Here's one exampl: Did you know the helicopter pilot cannot see power lines even in daylight, let alone at night, from flying height?

So, on the ground, Point will have a piece of firefighting equipment, such as a tanker truck, stationed under the lines with its nose pointed at a nearby telephone pole or other obstacle.

He will already have been talking to the pilot by radio from its launch out. Now his eyes will be focused totally in coordination with pilot's eyes to guide that copter in.

Nobody will get past that 100-by-100 feet landing zone. Ground control guards will be at the 'copter's nose and rear. No one, not an excited family member or even a wild animal is going to get near the copter.

"If that helicopter were to hit a power line, snap it and start swinging it around, do you imagine what that whip power might do?" Point noted.

Helicopters themselves, while strong and powerful, are still light, made of aluminum and titanium. Their rotors can create a hurricane-gale force. They can turn over. And only trained firefighters can fight a helicopter fire. Not the casual helper with a fire extinguisher.

Fortunately, in Point's 32 years here, there's not been an EMS helicopter accident.

The helicopter comes 24/7
under most conditions, although weather sometimes prevents their flying. And volunteers on the ground serve 24/7 in all kinds of conditions, too. Ground medical transport, law enforcement, firefighters, emergency personnel, TxDOT personnel-they all come.

Here's a fact that recently astounded Point:

"In a Dallas newspaper, it was reported 75 percent of the fire departments in the state of Texas are volunteer," he said.

In Cass County, Fire District 1 in McLeod and Fire District 2 in Queen City are supported with tax money and the Atlanta Fire Department relies on city funds. That's three of 13 departments in the county, he noted.

"We get little funding from the county and live off donations. Yet we get more and more calls. A volunteer fire department has to have someone around all day, everyday, someone old like me. It's gotten demanding, but I love it. I retired from the Texas Department of Transportation so that I could do this," he said.

Helicopters and emergency medical services that came to the landing school here included:

  • Life Air Rescue out of Shreveport, EC-135
  • Flight For Life, Champion EMS out of Longview, EC-135
  • Air Evac Lifeteam 73 EMS out of DeQueen, AR, Bell 206
  • Air 1, East Texas Medical Center out of Pittsburg, EC-130

Today, helicopter landings are part of the tactical firefighter's skill. Landing Zone School is required. The training here included two hours of continuing education credit for both first-time and veteran emergency careworkers. About 75 attended.

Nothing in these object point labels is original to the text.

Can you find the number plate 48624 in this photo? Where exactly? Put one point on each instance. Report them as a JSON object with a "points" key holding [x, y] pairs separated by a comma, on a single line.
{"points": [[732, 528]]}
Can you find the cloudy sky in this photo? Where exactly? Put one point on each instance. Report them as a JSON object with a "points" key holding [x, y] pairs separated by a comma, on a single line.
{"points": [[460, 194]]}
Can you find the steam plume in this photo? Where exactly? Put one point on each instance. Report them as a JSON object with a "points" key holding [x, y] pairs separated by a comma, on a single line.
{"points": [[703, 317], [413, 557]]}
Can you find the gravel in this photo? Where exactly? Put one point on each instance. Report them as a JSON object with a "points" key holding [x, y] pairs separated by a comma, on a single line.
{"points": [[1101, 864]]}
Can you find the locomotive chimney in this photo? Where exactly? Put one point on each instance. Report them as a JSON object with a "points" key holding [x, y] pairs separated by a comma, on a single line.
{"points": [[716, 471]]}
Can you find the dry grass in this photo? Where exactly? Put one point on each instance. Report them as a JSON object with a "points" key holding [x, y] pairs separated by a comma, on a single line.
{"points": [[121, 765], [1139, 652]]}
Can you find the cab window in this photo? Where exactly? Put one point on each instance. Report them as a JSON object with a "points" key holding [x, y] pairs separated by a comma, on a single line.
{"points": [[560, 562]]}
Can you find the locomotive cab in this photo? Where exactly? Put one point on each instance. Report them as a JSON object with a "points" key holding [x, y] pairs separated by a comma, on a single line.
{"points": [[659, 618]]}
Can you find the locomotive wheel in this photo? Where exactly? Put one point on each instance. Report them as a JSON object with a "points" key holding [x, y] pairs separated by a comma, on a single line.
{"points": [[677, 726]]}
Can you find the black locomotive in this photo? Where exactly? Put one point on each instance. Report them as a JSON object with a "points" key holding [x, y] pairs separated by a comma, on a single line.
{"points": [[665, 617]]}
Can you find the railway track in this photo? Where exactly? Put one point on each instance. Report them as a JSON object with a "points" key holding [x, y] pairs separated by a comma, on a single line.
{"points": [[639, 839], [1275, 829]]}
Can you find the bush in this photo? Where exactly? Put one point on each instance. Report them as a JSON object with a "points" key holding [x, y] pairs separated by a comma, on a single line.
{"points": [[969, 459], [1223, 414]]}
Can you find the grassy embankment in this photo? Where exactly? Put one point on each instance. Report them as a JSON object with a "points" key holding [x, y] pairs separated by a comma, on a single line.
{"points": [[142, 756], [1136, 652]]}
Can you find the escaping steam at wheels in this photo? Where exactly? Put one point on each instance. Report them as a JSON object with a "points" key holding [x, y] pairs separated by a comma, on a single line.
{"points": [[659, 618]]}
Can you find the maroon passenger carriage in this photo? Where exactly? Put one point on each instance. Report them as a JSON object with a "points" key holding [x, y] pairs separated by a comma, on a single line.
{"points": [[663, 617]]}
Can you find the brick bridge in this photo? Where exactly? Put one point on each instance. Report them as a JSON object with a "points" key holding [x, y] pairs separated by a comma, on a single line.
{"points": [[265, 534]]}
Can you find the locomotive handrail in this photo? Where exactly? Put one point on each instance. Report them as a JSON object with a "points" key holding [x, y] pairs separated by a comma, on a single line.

The Douglassville VFD landing zone school, while the main and central school for the region, is not the only one. TxDOT gives one school each year for its own employees and others. Point leads that one, too, which draws about 25 participants each year, he said.

CHRISTUS St. Michael Health System prepared the noon lunch for all EMS workers present while the Atlanta Fire Department provided facilities and other assistance.

Helicopters are unique flying machines. They may drop down on highways, parking lots or the middle of a busy intersection. They hover, land and take off vertically yet create powerful excitement and hurricane-like winds.

Their biggest mission is saving human lives. Yet, for all the lives they save, helicopters can still be a dangerous machines. Universally accepted procedures for their care must be trained, practiced and followed.

"We are well-trained," Point said again.

And as for the helicopter pilots and crew he works with?

"They are lovable people. Never met one who wasn't. They love their work and are full of personality. I can say that for them."